2

How can I address a partial match in a data frame? Lets say this is my df df

   V1  V2  V3 V4
1 ABC 1.2 4.3  A
2 CFS 2.3 1.7  A
3 dgf 1.3 4.4  A

and I want to add a column V5 containing a number 111 only if the value in V1 contains a "f" in the name and a number 222 only if the value in V1 contains a "gf". Will I get problems since several values contain an "f" - or does the order I ender the commands will take care of it?

I tried something like:

df$V5<- ifelse(df$V1 = c("*f","*gf"),c=(111,222) )

but it does not work.

Main problem is how can I tell R to look for "partial match"?

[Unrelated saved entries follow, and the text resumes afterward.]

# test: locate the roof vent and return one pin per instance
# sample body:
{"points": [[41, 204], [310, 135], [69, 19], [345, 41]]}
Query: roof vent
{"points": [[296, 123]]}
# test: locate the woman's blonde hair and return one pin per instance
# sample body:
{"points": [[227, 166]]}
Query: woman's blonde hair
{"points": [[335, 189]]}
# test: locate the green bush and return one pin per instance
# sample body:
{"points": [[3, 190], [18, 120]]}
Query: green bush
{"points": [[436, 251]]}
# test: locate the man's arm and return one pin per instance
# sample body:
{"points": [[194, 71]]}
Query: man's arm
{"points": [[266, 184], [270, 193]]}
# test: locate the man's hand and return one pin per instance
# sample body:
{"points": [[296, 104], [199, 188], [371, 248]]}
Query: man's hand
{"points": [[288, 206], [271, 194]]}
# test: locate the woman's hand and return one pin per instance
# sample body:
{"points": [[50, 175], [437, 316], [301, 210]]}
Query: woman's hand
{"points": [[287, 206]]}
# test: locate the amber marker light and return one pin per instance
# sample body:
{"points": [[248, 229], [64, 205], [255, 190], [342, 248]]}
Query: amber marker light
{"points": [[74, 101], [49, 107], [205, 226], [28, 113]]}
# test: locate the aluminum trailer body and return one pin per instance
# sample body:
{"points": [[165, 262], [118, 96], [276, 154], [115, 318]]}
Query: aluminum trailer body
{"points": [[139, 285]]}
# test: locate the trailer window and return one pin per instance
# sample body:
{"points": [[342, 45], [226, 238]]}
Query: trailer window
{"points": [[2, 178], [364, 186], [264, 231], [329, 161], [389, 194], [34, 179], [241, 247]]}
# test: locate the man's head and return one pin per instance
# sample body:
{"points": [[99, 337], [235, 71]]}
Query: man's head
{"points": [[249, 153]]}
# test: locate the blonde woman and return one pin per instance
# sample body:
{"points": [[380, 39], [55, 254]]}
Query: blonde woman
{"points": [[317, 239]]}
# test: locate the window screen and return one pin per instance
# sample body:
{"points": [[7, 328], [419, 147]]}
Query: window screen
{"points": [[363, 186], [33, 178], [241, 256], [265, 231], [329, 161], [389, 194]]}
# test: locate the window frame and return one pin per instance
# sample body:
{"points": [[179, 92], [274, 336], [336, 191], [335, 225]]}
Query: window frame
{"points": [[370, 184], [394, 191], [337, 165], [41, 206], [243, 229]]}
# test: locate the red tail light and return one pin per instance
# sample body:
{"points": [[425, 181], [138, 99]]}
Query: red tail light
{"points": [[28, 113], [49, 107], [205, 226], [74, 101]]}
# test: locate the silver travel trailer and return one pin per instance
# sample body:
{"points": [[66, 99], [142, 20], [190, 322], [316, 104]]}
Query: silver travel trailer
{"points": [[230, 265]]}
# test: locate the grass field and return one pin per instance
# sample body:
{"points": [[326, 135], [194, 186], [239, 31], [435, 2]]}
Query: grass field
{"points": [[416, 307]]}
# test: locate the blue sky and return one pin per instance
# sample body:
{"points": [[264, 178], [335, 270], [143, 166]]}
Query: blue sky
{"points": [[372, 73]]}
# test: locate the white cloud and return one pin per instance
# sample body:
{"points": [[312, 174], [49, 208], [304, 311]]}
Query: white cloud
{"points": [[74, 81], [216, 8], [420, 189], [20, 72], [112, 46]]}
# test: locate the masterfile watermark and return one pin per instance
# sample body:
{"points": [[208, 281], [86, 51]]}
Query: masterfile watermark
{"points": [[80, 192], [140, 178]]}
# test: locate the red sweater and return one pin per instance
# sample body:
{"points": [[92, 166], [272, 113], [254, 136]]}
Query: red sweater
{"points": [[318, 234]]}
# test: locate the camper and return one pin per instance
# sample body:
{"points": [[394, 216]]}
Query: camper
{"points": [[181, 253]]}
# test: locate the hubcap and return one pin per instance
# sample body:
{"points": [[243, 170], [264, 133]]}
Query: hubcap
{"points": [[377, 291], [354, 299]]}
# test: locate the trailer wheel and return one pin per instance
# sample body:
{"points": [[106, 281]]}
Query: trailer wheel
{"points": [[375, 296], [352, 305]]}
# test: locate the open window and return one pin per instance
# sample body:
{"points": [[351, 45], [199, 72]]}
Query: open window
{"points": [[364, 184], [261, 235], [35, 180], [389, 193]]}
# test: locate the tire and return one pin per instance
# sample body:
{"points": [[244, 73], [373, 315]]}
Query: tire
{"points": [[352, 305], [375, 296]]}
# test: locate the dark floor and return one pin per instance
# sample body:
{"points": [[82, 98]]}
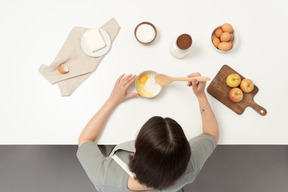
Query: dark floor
{"points": [[229, 169]]}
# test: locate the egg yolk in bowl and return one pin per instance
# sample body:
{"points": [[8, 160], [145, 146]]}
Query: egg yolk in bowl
{"points": [[140, 84]]}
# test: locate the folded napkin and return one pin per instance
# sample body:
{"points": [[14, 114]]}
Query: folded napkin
{"points": [[80, 65]]}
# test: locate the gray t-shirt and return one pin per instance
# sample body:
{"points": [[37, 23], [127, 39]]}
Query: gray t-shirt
{"points": [[108, 176]]}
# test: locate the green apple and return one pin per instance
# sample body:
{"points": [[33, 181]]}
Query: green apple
{"points": [[233, 80]]}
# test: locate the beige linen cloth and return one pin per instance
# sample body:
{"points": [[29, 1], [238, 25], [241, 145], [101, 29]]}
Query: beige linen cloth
{"points": [[81, 66]]}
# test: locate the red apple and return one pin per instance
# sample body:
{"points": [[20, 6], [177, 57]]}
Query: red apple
{"points": [[236, 95], [233, 80], [247, 85]]}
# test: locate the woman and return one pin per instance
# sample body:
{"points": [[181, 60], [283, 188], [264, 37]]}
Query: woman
{"points": [[160, 159]]}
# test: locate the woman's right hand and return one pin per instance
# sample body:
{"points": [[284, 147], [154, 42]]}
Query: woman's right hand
{"points": [[198, 87]]}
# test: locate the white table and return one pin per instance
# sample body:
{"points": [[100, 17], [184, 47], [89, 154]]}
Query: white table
{"points": [[32, 32]]}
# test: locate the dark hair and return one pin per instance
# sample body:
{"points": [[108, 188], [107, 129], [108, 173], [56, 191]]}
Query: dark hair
{"points": [[162, 153]]}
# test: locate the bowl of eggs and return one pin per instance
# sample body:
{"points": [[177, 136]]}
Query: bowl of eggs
{"points": [[146, 85], [224, 38]]}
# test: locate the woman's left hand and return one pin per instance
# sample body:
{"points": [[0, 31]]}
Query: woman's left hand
{"points": [[119, 92]]}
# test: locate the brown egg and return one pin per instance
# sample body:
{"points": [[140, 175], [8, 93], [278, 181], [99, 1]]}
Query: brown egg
{"points": [[225, 36], [218, 32], [226, 27], [225, 46], [216, 41]]}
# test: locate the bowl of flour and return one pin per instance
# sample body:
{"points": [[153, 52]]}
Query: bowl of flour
{"points": [[146, 85]]}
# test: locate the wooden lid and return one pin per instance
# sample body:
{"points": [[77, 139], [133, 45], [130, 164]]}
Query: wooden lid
{"points": [[184, 41]]}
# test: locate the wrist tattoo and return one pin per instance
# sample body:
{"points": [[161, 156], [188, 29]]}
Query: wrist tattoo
{"points": [[201, 110]]}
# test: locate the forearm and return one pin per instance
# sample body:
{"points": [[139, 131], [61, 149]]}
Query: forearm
{"points": [[97, 122], [209, 122]]}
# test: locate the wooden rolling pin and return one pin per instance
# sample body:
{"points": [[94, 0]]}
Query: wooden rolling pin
{"points": [[163, 79]]}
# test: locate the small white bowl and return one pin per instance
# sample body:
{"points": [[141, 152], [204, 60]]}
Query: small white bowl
{"points": [[140, 86], [151, 39], [234, 41]]}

Thanks a million for your help!

Arun
  • 116,683
  • 26
  • 284
  • 387
RNewbi
  • 83
  • 1
  • 6
  • `ifelse` isnt't written with quite that much "insight". The "=" sign in R is for assignment, not for tests, and it doesn't support an "inner" level of branching logic. – IRTFM May 03 '13 at 17:13
  • Just to give you an idea: You can use `ifelse` in this manner: `ifelse(grepl("gf", df$V1), 222, ifelse(grepl("f", df$V1), 111, NA))`. [But I suspect it might be a tad slower](http://stackoverflow.com/questions/16275149/does-ifelse-really-calculate-both-of-its-vectors-every-time-is-it-slow). – Arun May 03 '13 at 17:33
  • That `ifelse` construction would have the advantage that it could be simply assigned without needing to pre-specify the value of V5 to be NA. – IRTFM May 03 '13 at 17:56

2 Answers2

1

Besides the solution setting the values in a sequence for "f", "gf", ... it's worth to have a look at regular expressions capability for zero-width lookahead / lookbehind.

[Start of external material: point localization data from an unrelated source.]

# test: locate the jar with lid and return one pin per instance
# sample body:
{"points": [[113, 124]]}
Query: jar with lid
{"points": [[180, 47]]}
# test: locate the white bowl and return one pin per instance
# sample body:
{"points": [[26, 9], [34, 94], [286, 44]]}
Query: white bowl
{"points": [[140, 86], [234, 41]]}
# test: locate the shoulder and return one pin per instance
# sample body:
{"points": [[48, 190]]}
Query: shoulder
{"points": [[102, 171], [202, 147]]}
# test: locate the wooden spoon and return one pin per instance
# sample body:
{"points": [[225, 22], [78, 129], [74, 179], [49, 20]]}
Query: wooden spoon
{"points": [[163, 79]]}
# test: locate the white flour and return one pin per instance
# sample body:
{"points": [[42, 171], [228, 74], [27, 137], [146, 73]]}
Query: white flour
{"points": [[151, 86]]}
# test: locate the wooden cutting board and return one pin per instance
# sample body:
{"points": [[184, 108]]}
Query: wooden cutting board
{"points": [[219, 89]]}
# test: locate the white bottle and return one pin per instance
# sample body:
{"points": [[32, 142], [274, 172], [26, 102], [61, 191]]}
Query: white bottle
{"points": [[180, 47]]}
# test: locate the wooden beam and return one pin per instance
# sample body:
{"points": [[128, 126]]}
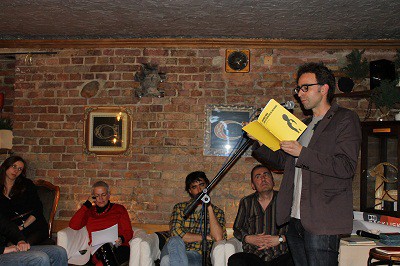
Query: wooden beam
{"points": [[202, 43]]}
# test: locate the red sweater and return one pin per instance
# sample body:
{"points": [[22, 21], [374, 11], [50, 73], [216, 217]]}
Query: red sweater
{"points": [[117, 214]]}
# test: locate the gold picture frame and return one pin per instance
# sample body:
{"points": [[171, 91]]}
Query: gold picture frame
{"points": [[223, 128], [107, 131]]}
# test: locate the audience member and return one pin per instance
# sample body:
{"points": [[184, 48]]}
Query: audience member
{"points": [[20, 202], [184, 246], [21, 253], [103, 215], [255, 225]]}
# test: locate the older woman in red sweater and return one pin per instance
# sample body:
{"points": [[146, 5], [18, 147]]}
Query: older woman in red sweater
{"points": [[102, 215]]}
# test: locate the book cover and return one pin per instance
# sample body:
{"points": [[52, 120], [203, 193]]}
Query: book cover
{"points": [[357, 241], [377, 218], [388, 250], [275, 124]]}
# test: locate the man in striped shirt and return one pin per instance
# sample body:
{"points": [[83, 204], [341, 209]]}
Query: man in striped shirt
{"points": [[184, 246], [255, 226]]}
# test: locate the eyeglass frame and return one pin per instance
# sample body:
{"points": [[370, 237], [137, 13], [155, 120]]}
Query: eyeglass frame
{"points": [[15, 167], [103, 195], [300, 88]]}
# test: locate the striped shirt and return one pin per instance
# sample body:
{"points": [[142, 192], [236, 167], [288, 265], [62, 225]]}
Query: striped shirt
{"points": [[251, 220], [179, 226]]}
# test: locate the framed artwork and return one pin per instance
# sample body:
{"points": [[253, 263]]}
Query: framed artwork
{"points": [[224, 128], [107, 131]]}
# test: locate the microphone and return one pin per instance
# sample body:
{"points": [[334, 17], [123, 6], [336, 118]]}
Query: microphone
{"points": [[366, 234], [288, 105]]}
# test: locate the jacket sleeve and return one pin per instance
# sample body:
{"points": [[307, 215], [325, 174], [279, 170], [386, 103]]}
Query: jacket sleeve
{"points": [[33, 199], [125, 226], [273, 160], [80, 218], [342, 161], [240, 226]]}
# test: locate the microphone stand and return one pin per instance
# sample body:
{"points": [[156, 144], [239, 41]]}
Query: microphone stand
{"points": [[205, 198]]}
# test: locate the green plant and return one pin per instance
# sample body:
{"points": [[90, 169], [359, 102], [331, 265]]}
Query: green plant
{"points": [[6, 123], [386, 95], [357, 67]]}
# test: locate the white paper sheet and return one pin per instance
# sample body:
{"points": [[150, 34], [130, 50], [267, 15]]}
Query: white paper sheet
{"points": [[103, 236]]}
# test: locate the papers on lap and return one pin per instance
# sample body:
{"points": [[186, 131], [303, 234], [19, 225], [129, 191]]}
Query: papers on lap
{"points": [[103, 236], [357, 241], [388, 250], [275, 124]]}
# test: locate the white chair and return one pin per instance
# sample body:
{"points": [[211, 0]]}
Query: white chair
{"points": [[223, 249], [76, 243], [144, 248]]}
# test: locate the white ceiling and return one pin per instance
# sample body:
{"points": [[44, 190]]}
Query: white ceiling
{"points": [[264, 19]]}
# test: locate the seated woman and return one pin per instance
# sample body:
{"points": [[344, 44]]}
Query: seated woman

If you want to grep all rows which contain "f" but not "gf" you can

v1 <- c("abc", "f", "gf" )
grep( "(?<![g])f" , v1, perl= TRUE )
[1] 2

and if you want to grep only those which contain "f" but not "fg"

v2 <- c("abc", "f", "fg")
grep( "f(?![g])" , v2, perl= TRUE )
[1] 2

And of course you can mix that:

v3 <- c("abc", "f", "fg", "gf")
grep( "(?<![g])f(?![g])" , v3, perl= TRUE )
[1] 2

So for your case you can do

df[ grep( "(?<![g])f" , df$V1, perl= TRUE ), "V5" ] <- 111
df[ grep( "gf" , df$V1, perl= TRUE ), "V5" ] <- 222
Beasterfield
  • 7,023
  • 2
  • 38
  • 47
0
 df$V5 <- NA
 df$V5[grep("f", df$V1)] <- 111
 df$V5[grep("gf", df$V1)] <- 222  # obviously some of the "f" values could be overwritten.

There is a switch function which I am too dense to understand that always seemed to me like it should be like the Pascal case. I could do it with some weird Boolean to numeric indexing maneuvers but that is not likely to be helpful.

IRTFM
  • 258,963
  • 21
  • 364
  • 487